Constructs a 0-dimensional polytope with one vertex.

pub fn dimension(&self) -> usize

Returns the dimension of the polytope.

This is equal to the dimension of the highest dimensional element in the list of elements.

pub fn vertices(&self) -> &[V]

Lends the vertex list.

pub fn elements(&self, dimension: usize) -> &[Element]

Lends the element list for the given dimension.

pub fn extrude<F1, F2>(&self, pull_in: F1, push_out: F2) -> Self

where F1: Fn(&V) -> V, F2: Fn(&V) -> V,

Extrudes the polytope into the higher dimension.

Two replicas of the polytope is created by applying the functions pull_in and push_out to the vertices. Then, the replicas are linked via higher dimensional elements (vertices via edges, edges via faces, etc.).

This can be used to construct lines out of vertices, rectangle out of lines, etc.

pub fn cone<F1, F2>(&self, apex: V, pull_in: F1, push_out: F2) -> Self

where F1: Fn(&V) -> V, F2: Fn(&V) -> V,

Constructs a higher dimensional double cone out of the polytope.
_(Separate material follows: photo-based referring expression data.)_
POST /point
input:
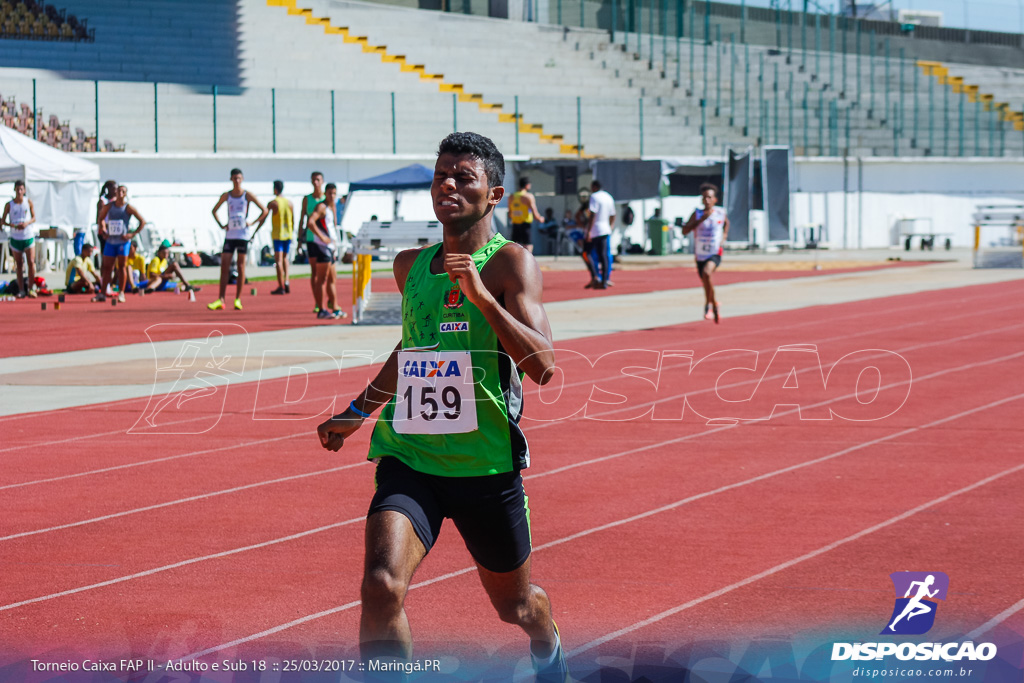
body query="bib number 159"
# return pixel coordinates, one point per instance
(435, 393)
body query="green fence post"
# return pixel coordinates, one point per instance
(931, 116)
(742, 22)
(916, 107)
(885, 85)
(842, 92)
(650, 28)
(896, 109)
(977, 127)
(156, 120)
(214, 119)
(821, 123)
(517, 124)
(640, 99)
(807, 121)
(788, 98)
(718, 70)
(961, 146)
(747, 90)
(579, 127)
(945, 121)
(832, 51)
(870, 78)
(732, 79)
(692, 37)
(817, 46)
(856, 51)
(774, 87)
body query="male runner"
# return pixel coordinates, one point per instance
(323, 224)
(19, 214)
(309, 203)
(114, 219)
(448, 447)
(712, 227)
(522, 213)
(237, 238)
(283, 227)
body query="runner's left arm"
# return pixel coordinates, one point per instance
(521, 325)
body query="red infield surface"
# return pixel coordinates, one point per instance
(81, 324)
(649, 530)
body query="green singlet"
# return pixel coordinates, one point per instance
(435, 314)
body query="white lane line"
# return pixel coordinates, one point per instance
(175, 565)
(180, 501)
(640, 516)
(995, 621)
(785, 565)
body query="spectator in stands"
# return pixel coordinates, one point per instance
(237, 237)
(309, 204)
(114, 227)
(136, 267)
(522, 211)
(19, 214)
(107, 195)
(323, 224)
(163, 271)
(601, 209)
(283, 224)
(81, 276)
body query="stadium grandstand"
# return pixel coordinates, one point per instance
(611, 79)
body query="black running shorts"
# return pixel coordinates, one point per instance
(491, 512)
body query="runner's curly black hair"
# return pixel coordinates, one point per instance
(479, 146)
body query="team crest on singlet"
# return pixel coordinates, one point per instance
(454, 297)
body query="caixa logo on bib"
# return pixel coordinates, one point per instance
(431, 369)
(915, 606)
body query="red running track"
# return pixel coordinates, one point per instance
(246, 540)
(81, 324)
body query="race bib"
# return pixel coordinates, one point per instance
(435, 393)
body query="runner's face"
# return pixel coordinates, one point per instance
(710, 199)
(460, 189)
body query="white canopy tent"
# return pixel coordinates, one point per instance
(62, 187)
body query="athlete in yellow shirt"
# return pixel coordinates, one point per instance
(284, 228)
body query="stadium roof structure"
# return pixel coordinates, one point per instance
(416, 176)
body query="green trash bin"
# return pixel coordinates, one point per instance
(657, 231)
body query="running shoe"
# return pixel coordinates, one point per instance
(556, 670)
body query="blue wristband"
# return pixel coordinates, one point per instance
(359, 413)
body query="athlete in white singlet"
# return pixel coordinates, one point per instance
(712, 228)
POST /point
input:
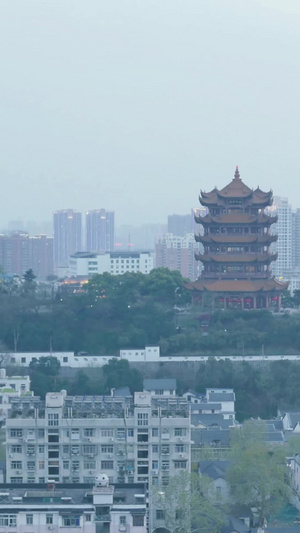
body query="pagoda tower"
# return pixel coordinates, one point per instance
(236, 242)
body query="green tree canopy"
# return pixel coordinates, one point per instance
(189, 504)
(258, 475)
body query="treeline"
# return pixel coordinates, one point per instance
(261, 389)
(131, 311)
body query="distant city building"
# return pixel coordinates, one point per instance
(139, 237)
(67, 235)
(19, 252)
(89, 264)
(100, 231)
(180, 224)
(41, 256)
(92, 507)
(296, 238)
(140, 439)
(178, 253)
(283, 228)
(237, 256)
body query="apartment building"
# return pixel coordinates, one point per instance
(81, 509)
(115, 263)
(68, 439)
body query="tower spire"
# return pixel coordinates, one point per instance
(237, 174)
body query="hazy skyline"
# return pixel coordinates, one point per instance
(135, 106)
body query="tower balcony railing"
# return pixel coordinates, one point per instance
(236, 275)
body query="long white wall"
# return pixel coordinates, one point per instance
(150, 354)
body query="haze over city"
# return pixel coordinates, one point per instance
(135, 106)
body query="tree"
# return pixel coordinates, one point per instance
(49, 366)
(188, 504)
(258, 475)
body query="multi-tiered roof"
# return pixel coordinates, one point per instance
(236, 240)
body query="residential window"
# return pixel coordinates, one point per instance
(142, 419)
(49, 519)
(8, 520)
(89, 465)
(29, 519)
(107, 465)
(90, 449)
(16, 433)
(53, 419)
(180, 465)
(16, 465)
(107, 433)
(165, 465)
(88, 432)
(75, 434)
(16, 449)
(138, 520)
(107, 449)
(180, 432)
(121, 434)
(71, 521)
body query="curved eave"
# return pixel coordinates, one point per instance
(238, 286)
(230, 218)
(236, 239)
(209, 258)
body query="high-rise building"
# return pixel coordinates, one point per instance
(100, 230)
(178, 253)
(237, 253)
(180, 224)
(67, 235)
(41, 256)
(19, 252)
(144, 439)
(296, 238)
(283, 228)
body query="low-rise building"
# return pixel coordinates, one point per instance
(145, 439)
(38, 508)
(88, 264)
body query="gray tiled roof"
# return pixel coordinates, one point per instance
(221, 396)
(159, 384)
(205, 437)
(209, 420)
(213, 469)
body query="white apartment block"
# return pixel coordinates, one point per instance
(69, 439)
(88, 509)
(178, 253)
(115, 263)
(284, 229)
(11, 387)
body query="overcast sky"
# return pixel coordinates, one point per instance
(136, 105)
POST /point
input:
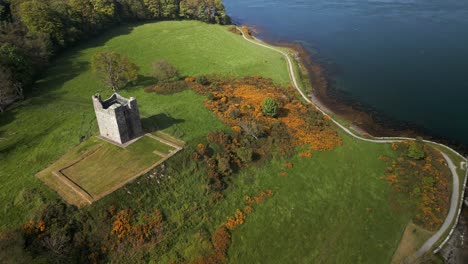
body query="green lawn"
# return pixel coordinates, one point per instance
(330, 208)
(59, 112)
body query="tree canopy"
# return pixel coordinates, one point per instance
(31, 31)
(115, 70)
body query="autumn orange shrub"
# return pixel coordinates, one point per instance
(236, 220)
(150, 230)
(302, 124)
(425, 183)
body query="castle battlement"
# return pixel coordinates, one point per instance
(118, 118)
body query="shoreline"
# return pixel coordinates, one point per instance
(457, 197)
(363, 118)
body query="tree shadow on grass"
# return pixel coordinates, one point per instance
(69, 64)
(159, 122)
(142, 81)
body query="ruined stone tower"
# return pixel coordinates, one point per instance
(118, 118)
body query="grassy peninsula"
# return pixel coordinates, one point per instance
(333, 207)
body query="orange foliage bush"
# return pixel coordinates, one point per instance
(149, 230)
(303, 124)
(236, 220)
(424, 182)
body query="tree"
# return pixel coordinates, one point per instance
(6, 86)
(115, 70)
(163, 71)
(154, 7)
(105, 7)
(270, 107)
(39, 17)
(415, 151)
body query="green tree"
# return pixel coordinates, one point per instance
(12, 58)
(39, 17)
(115, 70)
(416, 151)
(270, 107)
(10, 90)
(154, 8)
(105, 7)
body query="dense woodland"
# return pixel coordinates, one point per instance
(32, 31)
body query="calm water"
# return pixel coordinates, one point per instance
(408, 59)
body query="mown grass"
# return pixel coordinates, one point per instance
(333, 207)
(58, 113)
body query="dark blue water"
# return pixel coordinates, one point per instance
(407, 59)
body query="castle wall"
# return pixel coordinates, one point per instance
(118, 118)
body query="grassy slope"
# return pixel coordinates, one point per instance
(332, 207)
(59, 112)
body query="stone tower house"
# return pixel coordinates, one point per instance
(118, 118)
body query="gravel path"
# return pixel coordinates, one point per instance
(452, 214)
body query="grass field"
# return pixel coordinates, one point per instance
(58, 113)
(331, 208)
(98, 167)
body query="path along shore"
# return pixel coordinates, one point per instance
(456, 200)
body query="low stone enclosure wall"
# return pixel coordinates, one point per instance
(97, 168)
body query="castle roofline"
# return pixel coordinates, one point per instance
(113, 102)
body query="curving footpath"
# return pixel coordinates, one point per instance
(452, 214)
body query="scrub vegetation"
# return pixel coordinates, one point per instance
(248, 187)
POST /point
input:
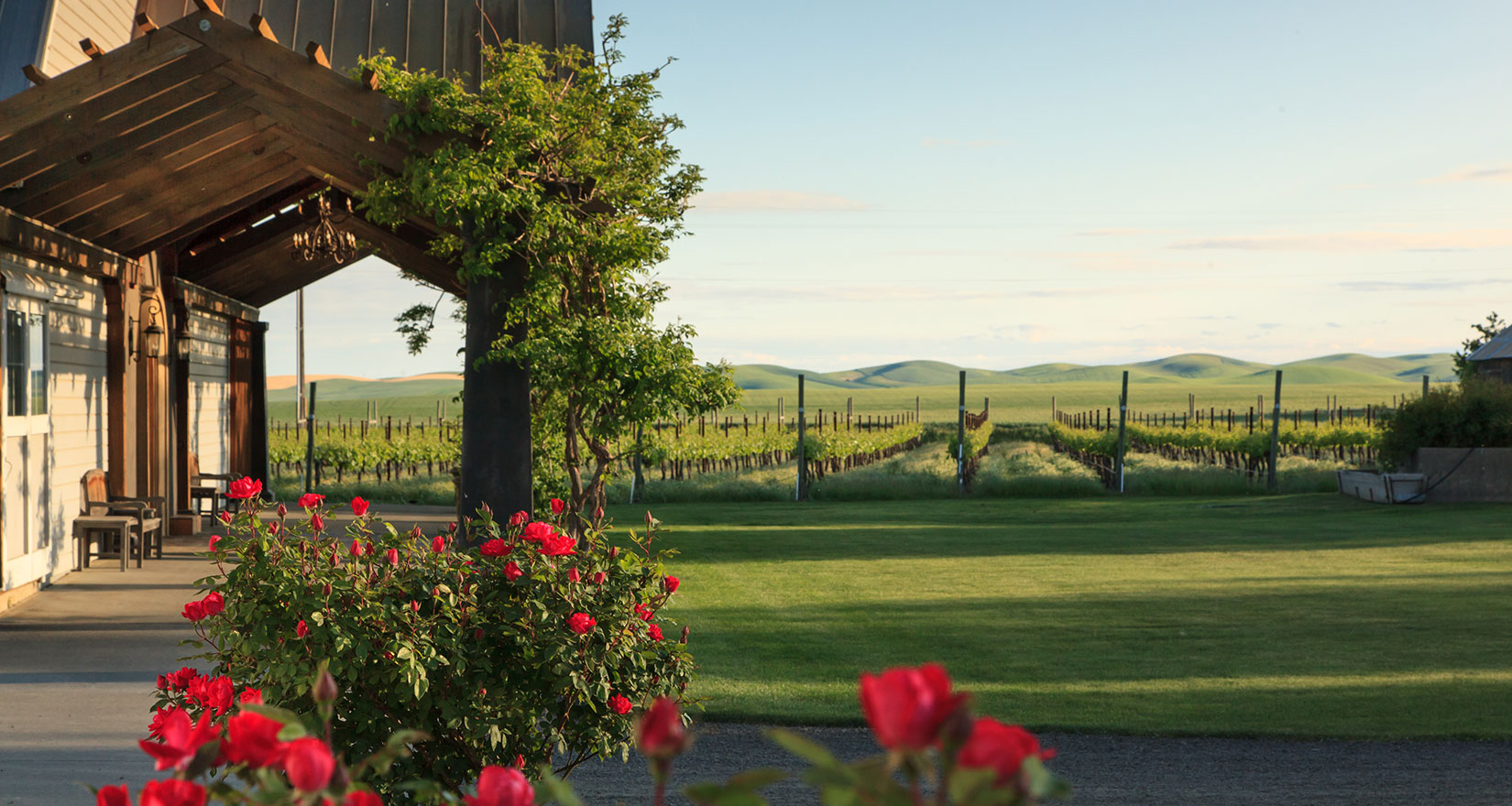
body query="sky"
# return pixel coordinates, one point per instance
(1004, 183)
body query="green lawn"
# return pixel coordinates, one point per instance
(1295, 615)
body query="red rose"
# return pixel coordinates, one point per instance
(181, 743)
(906, 706)
(581, 624)
(1000, 747)
(114, 796)
(214, 604)
(558, 545)
(660, 732)
(246, 487)
(253, 740)
(309, 764)
(172, 792)
(537, 531)
(502, 787)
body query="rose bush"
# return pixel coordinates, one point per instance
(527, 646)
Two replicas of the polytope is created by applying the functions pull_in and push_out to the vertices. Then, the replicas are linked to the given apex via higher dimensional elements.

This can be used to construct double triangle, double pyramid, double cone, etc.

Trait Implementations

impl<V: Debug> Debug for Polytope<V>

fn fmt(&self, f: &mut Formatter<'_>) -> Result

Formats the value using the given formatter.